Un juego, en su definición más simple, es una actividad recreativa, con reglas claras y justas, donde un grupo de individuos participa voluntariamente e interactúa desde un mismo nivel, sin ventaja para ninguno. Pero el niño al que el “el más bueno entre los buenos” hizo subir al estrado por haber interrumpido su discurso, no estaba para nada divertido; al contrario, estaba incómodo y nervioso frente a un hombre con la edad de su bisabuelo, definido por la sociedad como el maestro del conocimiento, la paz y la reencarnación (¿?), temeroso de ser castigado si le hacía un desaire.
Lo cierto es que el dalái lama, despojado de la leyenda, el misticismo y la pleitesía que se le rinde sin sentido crítico, es un hombre de carne y hueso, llamado Tenzin Gyatso, nacido en el Tíbet hace 87 años. Como todo ser humano, es complejo, contradictorio e imperfecto; es decir, puede al mismo tiempo ser un sabio y un depravado, un as de la meditación y un fetichista, un maestro de la tolerancia y un incurable abusador. Para decepción de los retrógrados, no es dios ni es rey, sólo un individuo de túnica granate que viaja con frecuencia a California para hablar a las estrellas de Hollywood sobre contemplación e introspección.

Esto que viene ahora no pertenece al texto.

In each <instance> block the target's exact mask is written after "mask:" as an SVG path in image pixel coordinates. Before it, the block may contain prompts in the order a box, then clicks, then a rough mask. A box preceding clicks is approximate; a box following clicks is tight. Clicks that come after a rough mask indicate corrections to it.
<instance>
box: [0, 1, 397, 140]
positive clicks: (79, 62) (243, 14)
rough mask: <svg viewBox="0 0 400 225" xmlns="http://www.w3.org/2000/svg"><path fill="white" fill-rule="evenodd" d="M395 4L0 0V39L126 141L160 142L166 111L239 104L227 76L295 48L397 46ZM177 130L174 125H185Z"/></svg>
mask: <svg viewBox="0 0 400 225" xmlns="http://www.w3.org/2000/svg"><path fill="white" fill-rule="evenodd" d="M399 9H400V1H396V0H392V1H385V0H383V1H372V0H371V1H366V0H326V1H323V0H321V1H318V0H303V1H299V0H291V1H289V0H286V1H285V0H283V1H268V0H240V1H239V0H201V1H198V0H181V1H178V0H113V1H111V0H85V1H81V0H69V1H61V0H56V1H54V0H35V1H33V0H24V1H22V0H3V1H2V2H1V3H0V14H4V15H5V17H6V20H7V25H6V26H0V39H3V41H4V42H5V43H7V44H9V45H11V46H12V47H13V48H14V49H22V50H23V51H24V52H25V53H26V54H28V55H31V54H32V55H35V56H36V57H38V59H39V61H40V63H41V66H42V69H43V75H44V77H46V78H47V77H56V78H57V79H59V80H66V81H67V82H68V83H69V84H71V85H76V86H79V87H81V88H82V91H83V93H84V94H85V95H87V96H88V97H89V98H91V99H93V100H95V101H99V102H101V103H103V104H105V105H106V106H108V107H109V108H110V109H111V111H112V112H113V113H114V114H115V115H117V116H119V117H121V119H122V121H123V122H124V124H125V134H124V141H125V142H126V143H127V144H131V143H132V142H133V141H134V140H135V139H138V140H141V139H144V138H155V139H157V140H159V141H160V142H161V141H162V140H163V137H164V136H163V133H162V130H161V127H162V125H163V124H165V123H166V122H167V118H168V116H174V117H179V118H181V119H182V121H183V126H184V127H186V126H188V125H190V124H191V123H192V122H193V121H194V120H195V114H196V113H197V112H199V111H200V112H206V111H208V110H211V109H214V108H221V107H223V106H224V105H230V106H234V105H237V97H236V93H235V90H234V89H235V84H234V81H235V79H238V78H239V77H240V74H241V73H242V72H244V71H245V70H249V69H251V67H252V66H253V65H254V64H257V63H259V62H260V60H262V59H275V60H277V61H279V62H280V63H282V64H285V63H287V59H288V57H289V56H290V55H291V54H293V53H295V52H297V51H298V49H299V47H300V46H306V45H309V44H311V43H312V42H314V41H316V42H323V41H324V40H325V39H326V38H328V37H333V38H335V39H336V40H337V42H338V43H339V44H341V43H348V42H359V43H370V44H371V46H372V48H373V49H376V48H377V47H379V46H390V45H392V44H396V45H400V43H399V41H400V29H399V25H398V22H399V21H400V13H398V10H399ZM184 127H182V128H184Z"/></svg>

Así de incoherentes también son nuestros papas que, cargados de ingentes cantidades de oro y diamantes repartidos entre el anillo del Pescador, el báculo del pastor, la mitra, la cruz pectoral y otros accesorios propios de diva, sueltan peroratas contra la desigualdad y oran por los pobres. Igual de terrícola y defectuoso es Francisco, “el Papa de los humildes”. Detrás del alba, la casulla y el solideo que le dan un look intergaláctico, hay un argentino toma-mate, técnico en química, crítico de los Kirchner y blando con la dictadura, gustador de la milonga e hincha de San Lorenzo, que en plena plaza de San Pedro, delante de una gran multitud, reza para que “se pinche el globo” de Huracán, clásico rival de su club.
Mucho más evidente es la terrenalidad de los humildes curitas bolivianos —que también tienen cuentas pendientes con la justicia por cuantiosos casos de abuso sexual y pederastia—, a quienes muchos feligreses, con sorprendente obnubilación, escuchan en misa sin reprochar ese discursillo ingenuo y elemental que esgrimen, tan ajeno a estos tiempos, que incluso tiene tintes racistas, machistas y homofóbicos.

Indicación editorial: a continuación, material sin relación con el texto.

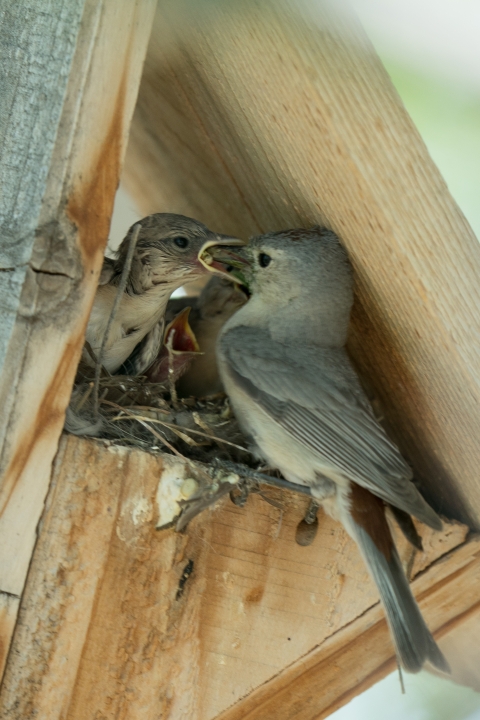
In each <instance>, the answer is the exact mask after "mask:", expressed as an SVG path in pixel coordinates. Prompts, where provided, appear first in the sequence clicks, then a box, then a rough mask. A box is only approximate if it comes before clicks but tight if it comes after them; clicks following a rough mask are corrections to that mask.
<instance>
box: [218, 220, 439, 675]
mask: <svg viewBox="0 0 480 720" xmlns="http://www.w3.org/2000/svg"><path fill="white" fill-rule="evenodd" d="M249 247H250V252H251V264H252V283H251V286H250V290H251V293H252V295H251V298H250V299H249V301H248V303H247V304H246V305H245V306H244V307H242V308H240V310H239V311H238V312H237V313H235V314H234V315H233V316H232V317H231V318H230V320H229V321H228V322H227V323H226V324H225V325H224V327H223V330H222V332H221V334H220V336H219V340H218V342H217V356H218V365H219V371H220V377H221V378H222V380H223V383H224V386H225V390H226V392H227V394H228V395H229V397H230V400H231V403H232V406H233V409H234V411H235V414H236V416H237V419H238V421H239V423H240V426H241V427H242V429H243V431H244V432H245V433H246V434H247V436H248V437H250V438H251V441H252V444H253V448H254V450H255V451H256V453H257V454H258V455H259V456H260V457H261V458H263V459H264V460H266V461H267V463H268V464H269V465H271V466H272V467H276V468H278V469H279V470H281V472H282V473H283V475H284V476H285V478H286V479H287V480H289V481H290V482H293V483H298V484H301V485H309V486H310V488H311V492H312V495H313V497H314V499H315V500H317V501H318V502H319V503H322V504H323V506H324V508H325V510H326V511H327V512H328V513H329V514H331V515H332V516H333V517H334V518H336V519H338V520H340V521H341V522H342V524H343V525H344V527H345V529H346V530H347V532H348V533H349V534H350V535H351V537H352V538H353V539H354V540H355V541H356V543H357V545H358V547H359V550H360V552H361V553H362V555H363V558H364V560H365V562H366V565H367V567H368V569H369V571H370V573H371V575H372V577H373V579H374V581H375V583H376V585H377V588H378V592H379V595H380V598H381V600H382V602H383V605H384V608H385V613H386V616H387V621H388V624H389V626H390V630H391V633H392V636H393V640H394V644H395V648H396V652H397V657H398V659H399V662H400V663H401V665H402V666H403V667H404V668H405V670H407V671H409V672H418V671H419V670H420V669H421V668H422V666H423V664H424V663H425V662H426V661H430V662H431V663H432V664H433V665H435V667H437V668H439V669H440V670H442V671H444V672H448V671H449V667H448V663H447V661H446V660H445V658H444V657H443V655H442V653H441V651H440V649H439V648H438V646H437V644H436V643H435V640H434V639H433V637H432V635H431V633H430V631H429V629H428V627H427V625H426V623H425V621H424V619H423V617H422V615H421V613H420V610H419V608H418V605H417V603H416V601H415V598H414V597H413V594H412V592H411V590H410V586H409V584H408V580H407V578H406V577H405V574H404V572H403V568H402V564H401V562H400V558H399V556H398V552H397V550H396V548H395V545H394V542H393V538H392V535H391V532H390V528H389V526H388V523H387V520H386V517H385V508H386V505H391V506H393V507H394V508H399V509H400V510H401V511H402V513H403V515H406V516H408V515H414V516H415V517H417V518H418V519H419V520H421V521H422V522H424V523H426V524H427V525H429V526H430V527H432V528H435V529H440V528H441V526H442V523H441V520H440V518H439V517H438V515H437V514H436V513H435V512H434V510H433V509H432V508H431V507H430V506H429V505H428V504H427V502H426V501H425V500H424V498H423V497H422V495H421V494H420V492H419V491H418V490H417V488H416V486H415V485H414V483H413V482H412V478H413V474H412V471H411V469H410V467H409V466H408V465H407V463H406V462H405V460H404V459H403V457H402V456H401V455H400V452H399V450H398V448H397V447H396V446H395V445H394V444H393V443H392V442H391V441H390V439H389V438H388V437H387V435H386V433H385V432H384V430H383V428H382V427H381V426H380V425H379V424H378V423H377V421H376V420H375V417H374V414H373V412H372V409H371V406H370V404H369V402H368V400H367V397H366V395H365V393H364V391H363V390H362V387H361V385H360V382H359V379H358V377H357V375H356V373H355V371H354V369H353V367H352V365H351V364H350V361H349V358H348V356H347V353H346V351H345V342H346V338H347V331H348V325H349V319H350V309H351V306H352V300H353V287H352V286H353V282H352V271H351V267H350V263H349V260H348V257H347V254H346V252H345V250H344V249H343V247H342V246H341V244H340V242H339V240H338V238H337V236H336V235H335V234H334V233H333V232H331V231H329V230H326V229H324V228H313V229H311V230H304V229H299V230H287V231H284V232H278V233H270V234H268V235H263V236H260V237H257V238H254V239H253V240H252V241H251V243H250V246H249Z"/></svg>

Con aliento a eucalipto y un graciosísimo acento italiano —“sin peccato concebida”, “que la paz del signore esté con ustedes”—, realizan análisis políticos desatinados, moldean a su conveniencia el concepto de moral y promueven estructuras familiares piramidales, donde la mujer debe consagrar su vida a complacer a su marido y renunciar a cualquier aspiración personal. Para mí, los domingos, a esa hora, las salteñas son un mejor alimento para el alma.
Nuestros hijos, desde muy pequeños, deben tener muy en claro que si el dalái lama, el papa, un cura o cualquier otro charlatán venerado por la sociedad religiosa les pide que le chupen la lengua, lo besen en los labios o lo toquen de manera impúdica, no solamente deben negarse, sino también —de acuerdo con su edad y posibilidades— deben gritar, detonar el gas pimienta, morder, lanzar jabs, hooks, uppercuts y patadas frontales, e inmediatamente denunciar el hecho a sus padres, quienes tenemos que escucharlos, tomarlos en serio sin minimizar el hecho ni mucho menos culparlos, y luego defenderlos, enfrentarnos a los jerarcas atropelladores y condenar a viva voz cualquier abuso sexual o atisbo, por muy inocente y juguetón que parezca el depravado.